Если бы он знал, что таким будет его позор, своей бы саблей, ещё дедовской, срубил бы эту голову в золотой россыпи волос, чтобы сберечь от позора и надругательства свою судьбу, своё счастье, свою любимую, мать своего сына.
А хотел ведь, хотел предать смерти и её, и сына своего единственного, видя всю безысходность положения.

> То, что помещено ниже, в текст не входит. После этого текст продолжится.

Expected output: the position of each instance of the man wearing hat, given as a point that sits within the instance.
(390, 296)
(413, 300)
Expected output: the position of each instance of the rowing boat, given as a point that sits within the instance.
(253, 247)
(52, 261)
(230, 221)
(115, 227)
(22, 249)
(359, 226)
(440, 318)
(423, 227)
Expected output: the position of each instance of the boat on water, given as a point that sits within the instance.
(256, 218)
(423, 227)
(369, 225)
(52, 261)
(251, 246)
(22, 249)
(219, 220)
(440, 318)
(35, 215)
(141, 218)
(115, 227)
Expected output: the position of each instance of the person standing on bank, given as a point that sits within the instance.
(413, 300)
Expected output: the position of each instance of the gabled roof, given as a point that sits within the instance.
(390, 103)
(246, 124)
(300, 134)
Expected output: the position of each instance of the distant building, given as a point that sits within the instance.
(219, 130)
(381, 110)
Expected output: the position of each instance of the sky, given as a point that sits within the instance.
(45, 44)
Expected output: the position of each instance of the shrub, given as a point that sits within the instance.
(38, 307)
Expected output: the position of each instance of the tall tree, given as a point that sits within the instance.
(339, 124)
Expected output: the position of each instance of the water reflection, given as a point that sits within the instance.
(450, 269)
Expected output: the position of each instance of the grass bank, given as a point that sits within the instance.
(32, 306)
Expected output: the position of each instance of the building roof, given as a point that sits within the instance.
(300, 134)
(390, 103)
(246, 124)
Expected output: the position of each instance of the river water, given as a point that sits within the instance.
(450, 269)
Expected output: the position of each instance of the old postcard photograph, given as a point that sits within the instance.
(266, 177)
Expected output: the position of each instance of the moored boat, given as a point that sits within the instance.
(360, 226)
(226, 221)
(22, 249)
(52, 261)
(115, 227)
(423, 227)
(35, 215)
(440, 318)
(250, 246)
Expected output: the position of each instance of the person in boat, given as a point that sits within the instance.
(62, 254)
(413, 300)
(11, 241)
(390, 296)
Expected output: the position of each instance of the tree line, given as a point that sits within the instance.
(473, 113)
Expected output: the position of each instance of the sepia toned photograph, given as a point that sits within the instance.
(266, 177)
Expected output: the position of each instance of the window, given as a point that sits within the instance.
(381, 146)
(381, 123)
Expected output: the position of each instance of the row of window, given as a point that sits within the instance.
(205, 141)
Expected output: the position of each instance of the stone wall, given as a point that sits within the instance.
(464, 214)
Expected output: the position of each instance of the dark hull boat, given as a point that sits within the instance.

Прорубаясь к ним, онемевшим от ужаса, он, во дворе своего дома, уложил добрый десяток басурман и, уже решившись на роковой шаг, до него оставалось лишь несколько мгновений, да раньше его воли, страшной и последней, татарская стрела распорола всё его лицо, а волосяной аркан захлестнулся тугой удавкой на горле и он, теряя сознание, только и увидел в последний миг, как его жену бросил, поперёк седла, страшный, с язвами на лице татарин, а второй – сгрёб в охапок сына-кровиночку, который царапался и кричал, но враг при этом только хищно щерился, а затем гикнул на лошадь и ускакал прочь.
И вот – встреча на невольничьем рынке.
Он, искусав все губы в кровь, молил Господа лишь о смерти, чтобы не видеть надругательства над родным и любимым человеком. Не сдержался, от боли и бессилия, и закричал так страшно, что на миг даже гомон утих на этом торжище людским горем:
– Нету тебя, Господи! Иначе не допустил бы до такого! Я же молил тебя о милости, о том, чтобы своей рукой оборвать их жизнь, а своя-то – мне не дорога. Как же ты мог позволить – такую муку видеть и принимать! Нету тебя, нету!